Sonata n. 7 in si bemolle maggiore per pianoforte, op. 83


Musica: Sergej Prokofiev (1891 - 1953)
  1. Allegro inquieto
  2. Andante caloroso
  3. Precipitato
Organico: pianoforte
Composizione: 1939 - 1942
Prima esecuzione: Mosca, 18 gennaio 1943
Edizione: Muzgiz, Mosca, 1943
Guida all'ascolto 1 (nota 1)

Esattamente cinquant'anni fa, il 5 marzo del 1953, moriva Sergej Prokof'ev; nello stesso giorno anche Stalin passava a miglior vita e certamente la scomparsa del compositore non fu notata. Eppure, con la morte di Prokof'ev, la grande scuola Russa perdeva una personalità di rilievo, un musicista che dopo aver lasciato la patria (trasferendosi prima in America e poi in Europa) aveva deciso di ritornarvi pur sapendo che la sua vita di artista sarebbe stata sempre in pericolo.

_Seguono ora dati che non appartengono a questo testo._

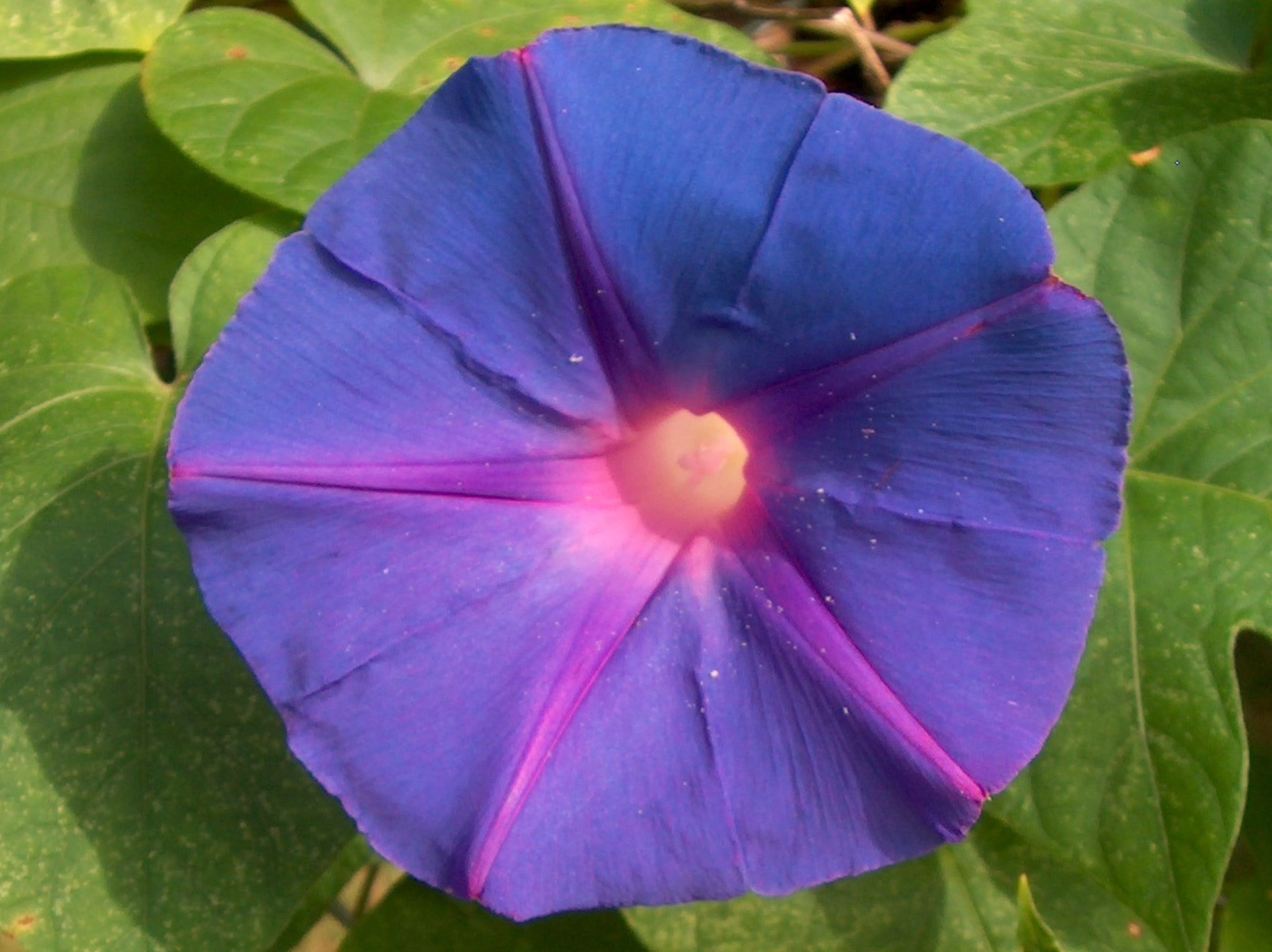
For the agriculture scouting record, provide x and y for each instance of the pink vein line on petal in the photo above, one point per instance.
(621, 347)
(827, 643)
(785, 404)
(578, 480)
(603, 623)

Pianista e compositore, Prokof'ev fu uno dei più vivaci eredi della tradizione del pianismo russo che si rifaceva più a stilemi classici, desunti da Scarlatti o dal primo Beethoven, che non alla scrittura impalpabile della coeva letteratura per pianoforte (ad esempio Debussy o lo stesso Skrjabin). Passaggi in forma di Toccata o incalzanti successioni di accordi alternati tra le due mani sono le caratteristiche principali delle sue composizioni, in qualche modo sempre legate al pianoforte anche se non espressamente scritte per quello strumento. Del resto i suoi esordi erano stati come pianista, erede della figura lisztiana del musicista incantatore o più precisamente del giovane tecnicamente superdotato che scrive pagine originali per sorprendere pubblico e critica. All'inizio della sua attività risalgono i primi capolavori, come il Concerto op. 10 n. 1 per pianoforte e orchestra e la Toccata op. 11, opere nelle quali il compositore riversò tutto il suo talento di strumentista. Aveva certamente assimilato la tradizione esecutiva di matrice lisztiana trovando poi un suo stile originale volto verso un pianismo percussivo ed esuberante con sonorità asciutte e taglienti.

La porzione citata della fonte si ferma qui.